Heat Release Rate and NOx Formation Process in Two-Stage Injection Diesel PCCI Combustion in a Constant-Volume Vessel 2010-01-0608

The objective of the present study is to elucidate the combustion process of partial premixed charge compression ignition (PCCI) combustion using multiple injections in diesel engines. The effects of the ratio of the quantity of fuel used in the first and second injections, and the injection dwell time on heat release rate, soot and nitrogen oxide (NOx) formations are investigated in simulated partial PCCI combustion using a constant-volume vessel. N-heptane is used as fuel. The experiments are carried out under an ambient condition of 2 MPa and 900 K, which simulates a PCCI-like heat release rate with long ignition delays. The oxygen concentration is set to 21 and 15% to simulate conditions without and with exhaust-gas recirculation (EGR), respectively. The fuel quantity in the first injection is varied between 10 to 40% of the total fuel quantity, and the injection dwell is varied between 0.5 to 2.0 ms. Combustion analyses are carried out based on heat release rates and high-speed shadowgraph photographs. Image analyses of luminous flames are conducted to estimate soot formation and decay.

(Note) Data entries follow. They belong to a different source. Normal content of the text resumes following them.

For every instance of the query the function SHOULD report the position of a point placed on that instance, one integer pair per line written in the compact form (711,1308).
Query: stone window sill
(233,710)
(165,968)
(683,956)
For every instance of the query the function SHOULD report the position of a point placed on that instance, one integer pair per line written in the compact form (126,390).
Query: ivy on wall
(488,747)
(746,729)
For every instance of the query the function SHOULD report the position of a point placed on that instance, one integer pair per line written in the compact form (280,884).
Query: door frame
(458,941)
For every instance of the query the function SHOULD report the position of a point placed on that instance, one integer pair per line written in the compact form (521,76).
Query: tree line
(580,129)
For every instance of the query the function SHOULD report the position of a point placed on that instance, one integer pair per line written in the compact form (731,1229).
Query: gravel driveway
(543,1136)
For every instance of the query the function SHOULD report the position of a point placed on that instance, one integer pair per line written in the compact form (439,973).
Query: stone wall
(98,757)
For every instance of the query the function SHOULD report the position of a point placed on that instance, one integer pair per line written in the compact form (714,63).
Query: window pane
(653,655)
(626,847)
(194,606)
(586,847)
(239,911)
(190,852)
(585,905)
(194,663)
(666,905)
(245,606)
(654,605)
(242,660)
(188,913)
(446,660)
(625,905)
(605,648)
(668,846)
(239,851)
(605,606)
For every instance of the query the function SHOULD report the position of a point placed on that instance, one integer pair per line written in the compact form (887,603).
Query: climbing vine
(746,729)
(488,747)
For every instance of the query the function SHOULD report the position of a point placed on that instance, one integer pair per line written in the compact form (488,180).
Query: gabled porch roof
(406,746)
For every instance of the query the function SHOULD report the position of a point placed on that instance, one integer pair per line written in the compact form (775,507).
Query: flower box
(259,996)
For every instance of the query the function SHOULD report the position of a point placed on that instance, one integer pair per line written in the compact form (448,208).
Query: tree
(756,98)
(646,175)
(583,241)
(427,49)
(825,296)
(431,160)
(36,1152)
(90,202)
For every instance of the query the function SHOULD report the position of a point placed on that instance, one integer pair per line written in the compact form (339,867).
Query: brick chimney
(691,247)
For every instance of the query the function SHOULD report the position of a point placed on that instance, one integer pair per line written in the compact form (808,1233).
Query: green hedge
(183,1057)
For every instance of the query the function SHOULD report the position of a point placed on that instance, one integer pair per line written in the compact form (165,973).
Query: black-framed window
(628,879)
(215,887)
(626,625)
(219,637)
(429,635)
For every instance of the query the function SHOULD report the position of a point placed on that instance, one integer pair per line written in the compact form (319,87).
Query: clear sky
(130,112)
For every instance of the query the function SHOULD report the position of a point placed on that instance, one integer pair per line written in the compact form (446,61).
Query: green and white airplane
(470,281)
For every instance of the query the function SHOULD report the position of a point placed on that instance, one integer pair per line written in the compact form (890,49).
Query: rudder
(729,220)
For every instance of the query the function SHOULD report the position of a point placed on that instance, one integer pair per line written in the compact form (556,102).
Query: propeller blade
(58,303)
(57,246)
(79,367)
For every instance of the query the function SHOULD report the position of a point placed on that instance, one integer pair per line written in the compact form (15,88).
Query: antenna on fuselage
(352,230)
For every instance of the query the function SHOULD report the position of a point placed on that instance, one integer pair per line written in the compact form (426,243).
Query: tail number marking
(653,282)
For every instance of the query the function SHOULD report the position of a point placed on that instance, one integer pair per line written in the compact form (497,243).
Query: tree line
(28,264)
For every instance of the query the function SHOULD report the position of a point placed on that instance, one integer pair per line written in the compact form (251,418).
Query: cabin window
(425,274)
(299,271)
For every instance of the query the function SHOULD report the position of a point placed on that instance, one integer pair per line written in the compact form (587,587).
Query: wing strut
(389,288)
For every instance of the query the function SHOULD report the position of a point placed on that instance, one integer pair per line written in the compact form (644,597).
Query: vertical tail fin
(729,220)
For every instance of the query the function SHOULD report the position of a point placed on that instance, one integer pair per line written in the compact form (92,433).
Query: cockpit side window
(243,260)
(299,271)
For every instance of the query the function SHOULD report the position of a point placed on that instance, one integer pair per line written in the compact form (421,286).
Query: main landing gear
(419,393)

NOx concentrations during combustion are measured using a total gas-sampling apparatus. The results show that, for the ordinary ambient oxygen mole fraction, longer injection dwells reduce the peak of the initial heat release rate in the case of a small amount of fuel used in the first injection; however, this effect is not found when a large amount of fuel is used in the first injection. By reducing the oxygen mole fraction, the above effect is obtained regardless of the quantity used for the first injection. An increase in the size of the first-injection quantity shortens the duration of the luminous flame. In a reduced ambient oxygen situation, the duration and area of the luminous flame increase as the injection dwell is longer. Regardless of the ambient oxygen mole fraction, the final NOx mass per released heat is reduced using two-stage injection, especially in the case of a long injection dwell.